The finding of a measurable or elevated TSH in the presence of high free T4 (FT4) and free T3 (FT3) is very suggestive, providing that interferences affecting these assays have been excluded by discussing with the clinical laboratory. T4 and T3 levels are also elevated, but these tests are less useful, since their levels can be affected by drugs and conditions that affect their binding protein (TBG) concentrations. Sex hormone binding globulin (SHBG) levels are increased in TSH-omas (macroadenomas; >10 mm size), as are alpha subunit levels. In microadenomas (<10 mm in size), the alpha subunit levels can frequently be normal (60% of cases) even though the ratio of alpha subunit/TSH molar ratio is increased in TSH-omas (80% of patients overall). When possible, age- and sex-specific alpha subunit/TSH ratios should be utilized.

High resolution CT scanning and/or MRI can be diagnostic, especially in the diagnosis of macroadenomas (>10 mm size), although microadenomas can be harder to detect by radiologic examination. SHBG levels are typically increased in TSH-omas.(Table 1)

Table 1.
High High

Are There Any Factors That Might Affect the Lab Results? In particular, does your patient take any medications – OTC drugs or Herbals – that might affect the lab results?

If the clinical picture is not supportive of the biochemical results, the laboratory director should be contacted to rule out certain conditions, such as macro-TSH, auto-antibodies to TSH or to thyroxine, or heterophilic antibodies, which may interfere with TSH and thyroxine assays.
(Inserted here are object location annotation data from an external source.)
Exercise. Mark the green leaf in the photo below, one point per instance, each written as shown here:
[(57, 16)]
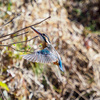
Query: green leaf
[(4, 86)]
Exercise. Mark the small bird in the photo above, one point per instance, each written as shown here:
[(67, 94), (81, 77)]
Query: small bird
[(48, 54)]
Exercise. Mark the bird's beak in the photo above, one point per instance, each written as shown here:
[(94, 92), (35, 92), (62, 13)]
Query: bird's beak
[(36, 31)]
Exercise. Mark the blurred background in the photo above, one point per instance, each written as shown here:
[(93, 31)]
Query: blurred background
[(74, 31)]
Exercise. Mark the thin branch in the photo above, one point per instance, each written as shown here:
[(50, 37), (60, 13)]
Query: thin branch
[(26, 27), (19, 42), (14, 36), (20, 50), (10, 21)]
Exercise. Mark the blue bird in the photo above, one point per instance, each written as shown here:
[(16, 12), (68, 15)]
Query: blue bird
[(48, 54)]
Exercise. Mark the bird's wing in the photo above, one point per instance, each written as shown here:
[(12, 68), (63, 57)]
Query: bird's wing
[(42, 56)]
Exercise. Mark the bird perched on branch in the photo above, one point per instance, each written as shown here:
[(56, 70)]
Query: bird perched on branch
[(48, 54)]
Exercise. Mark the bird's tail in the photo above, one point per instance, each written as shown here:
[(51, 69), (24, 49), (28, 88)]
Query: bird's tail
[(60, 65)]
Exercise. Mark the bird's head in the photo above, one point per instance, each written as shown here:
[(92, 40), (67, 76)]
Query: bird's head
[(43, 36)]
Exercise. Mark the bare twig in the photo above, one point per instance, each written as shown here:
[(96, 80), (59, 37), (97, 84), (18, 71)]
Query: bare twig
[(25, 27), (10, 21), (19, 42), (14, 36), (20, 50)]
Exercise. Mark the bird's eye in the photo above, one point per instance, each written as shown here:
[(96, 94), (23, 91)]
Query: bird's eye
[(43, 34)]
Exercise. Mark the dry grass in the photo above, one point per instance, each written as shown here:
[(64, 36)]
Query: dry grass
[(80, 55)]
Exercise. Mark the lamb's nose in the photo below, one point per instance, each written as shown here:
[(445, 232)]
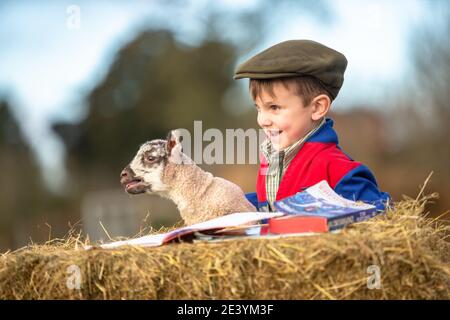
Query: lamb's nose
[(125, 174)]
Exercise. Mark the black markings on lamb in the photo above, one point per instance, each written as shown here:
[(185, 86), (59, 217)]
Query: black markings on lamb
[(160, 167)]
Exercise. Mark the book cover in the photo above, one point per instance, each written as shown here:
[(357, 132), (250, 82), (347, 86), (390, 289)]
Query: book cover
[(318, 209)]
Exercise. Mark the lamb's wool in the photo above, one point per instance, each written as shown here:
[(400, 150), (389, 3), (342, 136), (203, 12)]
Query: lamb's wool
[(199, 195)]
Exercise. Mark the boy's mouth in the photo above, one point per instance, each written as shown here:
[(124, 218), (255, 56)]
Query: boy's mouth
[(273, 134)]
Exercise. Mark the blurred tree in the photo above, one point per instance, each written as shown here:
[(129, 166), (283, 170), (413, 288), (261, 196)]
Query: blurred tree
[(422, 120), (21, 187), (154, 85)]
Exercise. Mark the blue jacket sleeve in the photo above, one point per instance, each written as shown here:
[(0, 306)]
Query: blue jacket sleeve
[(252, 197), (359, 184)]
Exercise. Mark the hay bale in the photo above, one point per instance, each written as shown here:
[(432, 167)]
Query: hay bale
[(409, 249)]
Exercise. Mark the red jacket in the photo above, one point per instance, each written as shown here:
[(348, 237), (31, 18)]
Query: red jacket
[(321, 158)]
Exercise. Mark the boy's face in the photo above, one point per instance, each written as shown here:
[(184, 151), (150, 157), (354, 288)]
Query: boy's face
[(283, 117)]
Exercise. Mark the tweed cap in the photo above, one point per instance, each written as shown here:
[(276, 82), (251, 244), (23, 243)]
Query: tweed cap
[(295, 58)]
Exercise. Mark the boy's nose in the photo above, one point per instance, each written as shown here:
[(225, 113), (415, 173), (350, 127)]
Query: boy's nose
[(264, 121)]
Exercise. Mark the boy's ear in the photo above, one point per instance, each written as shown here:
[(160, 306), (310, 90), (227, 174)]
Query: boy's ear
[(321, 105)]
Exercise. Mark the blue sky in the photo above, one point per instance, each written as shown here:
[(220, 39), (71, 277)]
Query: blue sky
[(46, 67)]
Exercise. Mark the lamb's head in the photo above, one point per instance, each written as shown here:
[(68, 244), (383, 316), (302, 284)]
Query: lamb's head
[(145, 171)]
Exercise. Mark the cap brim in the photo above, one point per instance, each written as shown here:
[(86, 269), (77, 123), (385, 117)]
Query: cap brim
[(253, 75)]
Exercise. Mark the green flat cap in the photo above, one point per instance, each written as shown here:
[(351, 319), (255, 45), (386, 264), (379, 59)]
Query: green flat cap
[(295, 58)]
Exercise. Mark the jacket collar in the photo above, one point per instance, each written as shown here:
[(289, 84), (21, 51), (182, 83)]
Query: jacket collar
[(325, 134)]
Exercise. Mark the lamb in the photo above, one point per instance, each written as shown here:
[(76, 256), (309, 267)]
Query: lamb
[(160, 167)]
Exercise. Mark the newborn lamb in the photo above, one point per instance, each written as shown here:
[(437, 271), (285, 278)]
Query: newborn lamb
[(160, 167)]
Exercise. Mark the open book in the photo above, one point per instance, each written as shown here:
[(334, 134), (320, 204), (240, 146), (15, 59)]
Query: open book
[(224, 222), (318, 209), (315, 210)]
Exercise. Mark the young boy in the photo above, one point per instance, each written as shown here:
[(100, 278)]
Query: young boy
[(293, 85)]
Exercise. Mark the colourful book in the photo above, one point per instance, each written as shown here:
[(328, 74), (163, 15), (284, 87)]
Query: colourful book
[(318, 209)]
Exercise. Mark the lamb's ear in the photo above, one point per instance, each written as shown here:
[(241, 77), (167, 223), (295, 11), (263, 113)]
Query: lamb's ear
[(173, 146), (171, 142)]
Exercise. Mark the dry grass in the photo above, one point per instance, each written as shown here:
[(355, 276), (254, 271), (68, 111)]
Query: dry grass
[(410, 250)]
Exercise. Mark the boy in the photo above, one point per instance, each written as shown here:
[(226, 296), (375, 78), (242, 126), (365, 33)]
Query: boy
[(293, 84)]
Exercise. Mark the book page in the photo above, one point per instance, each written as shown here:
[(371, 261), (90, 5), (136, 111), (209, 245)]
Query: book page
[(324, 191), (234, 219)]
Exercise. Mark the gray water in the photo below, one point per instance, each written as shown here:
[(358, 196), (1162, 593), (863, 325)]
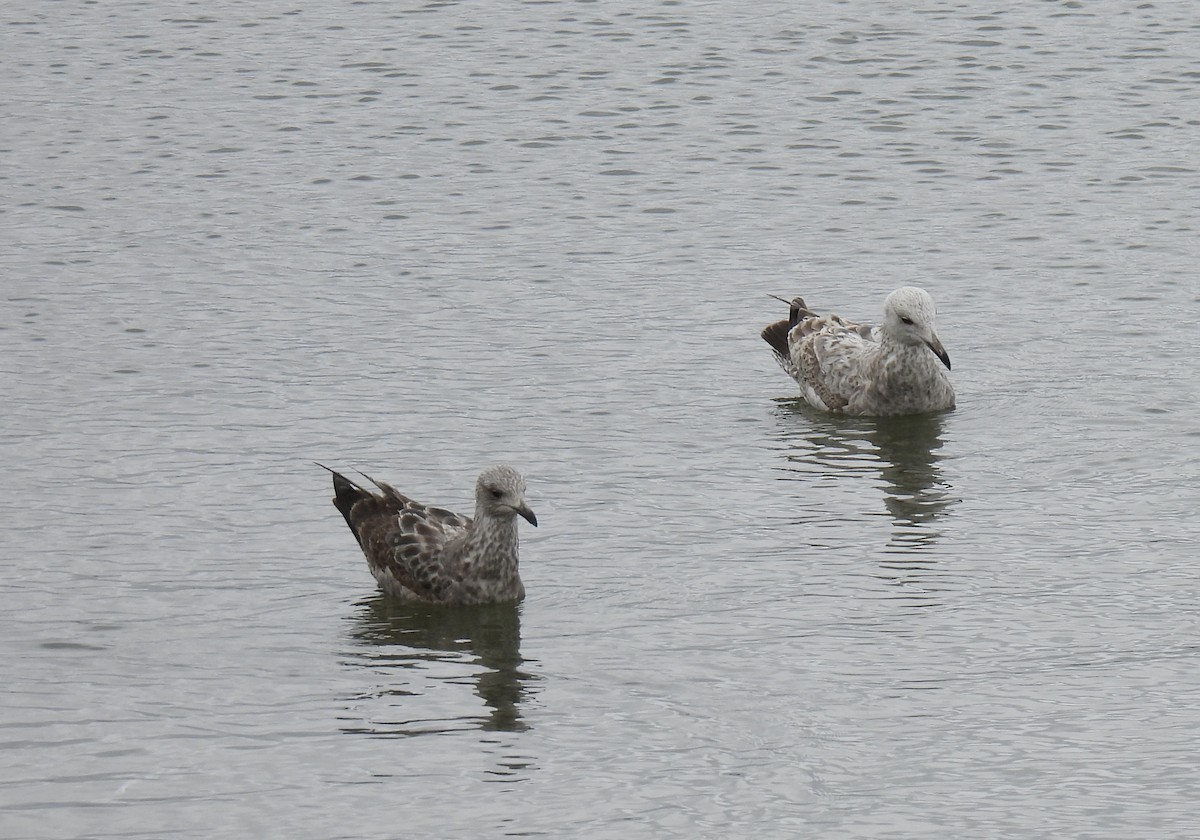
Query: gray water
[(421, 238)]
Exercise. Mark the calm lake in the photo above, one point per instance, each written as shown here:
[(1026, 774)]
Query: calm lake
[(421, 238)]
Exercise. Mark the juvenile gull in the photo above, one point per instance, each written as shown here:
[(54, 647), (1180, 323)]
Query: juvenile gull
[(864, 370), (421, 553)]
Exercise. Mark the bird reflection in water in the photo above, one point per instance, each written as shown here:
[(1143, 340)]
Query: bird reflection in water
[(418, 649), (901, 450)]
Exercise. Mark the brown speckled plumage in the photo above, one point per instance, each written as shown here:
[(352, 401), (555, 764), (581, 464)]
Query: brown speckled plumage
[(898, 367), (423, 553)]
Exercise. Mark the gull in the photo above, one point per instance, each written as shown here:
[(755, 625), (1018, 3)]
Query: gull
[(435, 556), (864, 370)]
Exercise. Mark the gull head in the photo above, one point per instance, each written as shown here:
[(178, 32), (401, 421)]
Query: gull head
[(910, 318), (499, 492)]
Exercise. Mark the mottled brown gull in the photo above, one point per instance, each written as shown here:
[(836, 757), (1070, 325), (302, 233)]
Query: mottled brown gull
[(858, 369), (431, 555)]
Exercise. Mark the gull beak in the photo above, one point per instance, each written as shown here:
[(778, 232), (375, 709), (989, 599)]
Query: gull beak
[(528, 515), (935, 345)]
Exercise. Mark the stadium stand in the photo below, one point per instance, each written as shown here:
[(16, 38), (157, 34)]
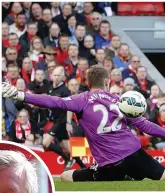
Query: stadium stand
[(39, 37)]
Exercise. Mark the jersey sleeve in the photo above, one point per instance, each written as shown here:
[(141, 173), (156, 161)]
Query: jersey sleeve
[(148, 127), (73, 103)]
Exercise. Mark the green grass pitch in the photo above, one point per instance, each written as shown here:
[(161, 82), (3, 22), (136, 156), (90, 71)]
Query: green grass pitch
[(146, 185)]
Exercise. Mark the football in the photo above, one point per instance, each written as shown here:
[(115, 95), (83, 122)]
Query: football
[(132, 104)]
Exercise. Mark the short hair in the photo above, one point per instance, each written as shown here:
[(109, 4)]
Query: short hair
[(20, 165), (96, 76), (105, 22), (141, 67), (21, 13), (10, 49), (123, 44)]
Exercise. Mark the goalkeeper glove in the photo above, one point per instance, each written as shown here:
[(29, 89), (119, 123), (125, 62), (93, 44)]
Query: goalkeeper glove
[(9, 91)]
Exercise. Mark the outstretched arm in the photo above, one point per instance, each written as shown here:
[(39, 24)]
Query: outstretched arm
[(148, 127), (74, 103)]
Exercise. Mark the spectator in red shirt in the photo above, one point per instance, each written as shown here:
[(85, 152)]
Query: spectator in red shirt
[(100, 56), (116, 78), (88, 50), (143, 84), (87, 10), (48, 57), (108, 64), (30, 34), (114, 46), (81, 71), (103, 38), (5, 34), (12, 74), (27, 70), (19, 26), (45, 23), (131, 70), (12, 57), (15, 9), (70, 64), (52, 39), (36, 12), (80, 34), (122, 60), (93, 27), (36, 49), (62, 49), (13, 41), (128, 84)]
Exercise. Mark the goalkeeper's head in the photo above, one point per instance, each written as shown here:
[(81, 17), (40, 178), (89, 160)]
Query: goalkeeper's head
[(98, 77), (17, 174)]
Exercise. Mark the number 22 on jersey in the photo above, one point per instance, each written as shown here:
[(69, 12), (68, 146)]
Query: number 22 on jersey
[(115, 126)]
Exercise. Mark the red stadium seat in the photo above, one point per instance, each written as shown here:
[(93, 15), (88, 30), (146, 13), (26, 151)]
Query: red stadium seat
[(124, 9), (144, 9), (159, 9)]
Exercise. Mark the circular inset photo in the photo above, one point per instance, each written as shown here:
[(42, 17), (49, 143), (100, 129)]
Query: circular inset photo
[(22, 171)]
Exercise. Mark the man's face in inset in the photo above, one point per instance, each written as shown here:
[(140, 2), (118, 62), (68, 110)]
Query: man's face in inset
[(11, 182)]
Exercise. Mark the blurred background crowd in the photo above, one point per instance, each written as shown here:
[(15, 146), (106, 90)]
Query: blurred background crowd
[(47, 48)]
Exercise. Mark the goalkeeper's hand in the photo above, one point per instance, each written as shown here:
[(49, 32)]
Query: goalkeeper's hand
[(9, 91)]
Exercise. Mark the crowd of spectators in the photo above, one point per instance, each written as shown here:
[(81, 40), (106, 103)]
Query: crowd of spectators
[(47, 44)]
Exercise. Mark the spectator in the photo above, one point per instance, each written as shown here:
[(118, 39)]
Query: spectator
[(55, 8), (87, 10), (80, 34), (105, 8), (71, 22), (152, 100), (128, 84), (27, 70), (14, 43), (108, 64), (115, 90), (60, 119), (45, 23), (114, 46), (88, 50), (15, 9), (61, 19), (93, 27), (40, 85), (131, 70), (122, 60), (26, 7), (62, 49), (143, 84), (81, 71), (100, 56), (51, 66), (12, 74), (12, 57), (48, 52), (23, 130), (36, 49), (5, 34), (70, 64), (35, 12), (116, 78), (19, 27), (52, 39), (6, 6), (29, 34), (103, 38)]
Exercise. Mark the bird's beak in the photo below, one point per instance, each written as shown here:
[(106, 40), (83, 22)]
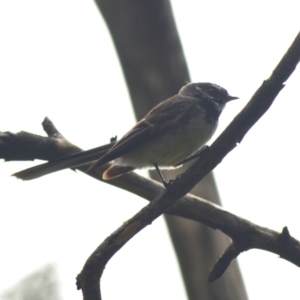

Typically, FT4 and FT3 are less sensitive to antibody or other interference, as opposed to T4 and T3, and equilibrium dialysis based methods, as well as two-step immunoassay methods, are less problematic, as opposed to “one-step” methods.

What Lab Results are Absolutely Confirmatory?

Measurable or elevated TSH along with elevated FT4, FT3 is diagnostic of TSH-oma, if resistance to thyroid hormone (RTH) and assay interferences can be excluded. Radiologic tests, such as MRIs and CT scan, can be diagnostic, especially in the presence of a macroadenoma.

Additional Issues of Clinical Importance

The main condition that needs to be excluded is peripheral resistance to thyroid hormone (PRTH). PRTH is a type of RTH, characterized by hyperthyroidism. In RTH, there is usually a family history, and molecular testing of the TR-beta gene shows a mutation. SHBG, alpha subunit of TSH, alpha subunit/TSH molar ratio are normal in RTH, as are the pituitary CT/MRI findings.

The T3-suppression test and the TRH tests are positive in RTH. In the T3-suppression test, T3 is provided (80-100 mg, for 8-10 days), following which TSH levels are suppressed in RTH but not in TSH-oma. The test is contraindicated in the aged and those with coronary heart disease. The TRH test is safer, and post TRH, TSH, and alpha subunit levels do not increase in TSH-oma but do increase in RTH. Carboxyterminal telopeptide of type I collagen is increased in TSH-omas because of increased bone turnover in hyperthyroidism due to TSH-oma but is normal in PRTH.

In patients who are on thyroxine replacement therapy, the presence of measurable TSH may also reflect incorrect dosing and/or poor compliance. Invasive microadenomas are more common in patients who have undergone thyroidectomy or thyroid ablation due to a misdiagnosis.

Errors in Test Selection and Interpretation

Pituitary scintigraphy with radiolabeled octreotide (octreoscan) can successfully localize pituitary adenomas expressing somatostatin receptors; however, the specificity of the technique is low, as it does not distinguish between different types of pituitary masses.

In patients with hyperthyroidism, discrepancies between TSH and alpha subunit responses to TRH are typical of pituitary adenomas cosecreting other pituitary hormones (e.g., GH, PRL).

An important consideration when looking at CT scans and MRI data is the possibility of an “incidentaloma,” the incidental finding of a pituitary adenoma, that may or may not be responsible for the patient’s symptoms.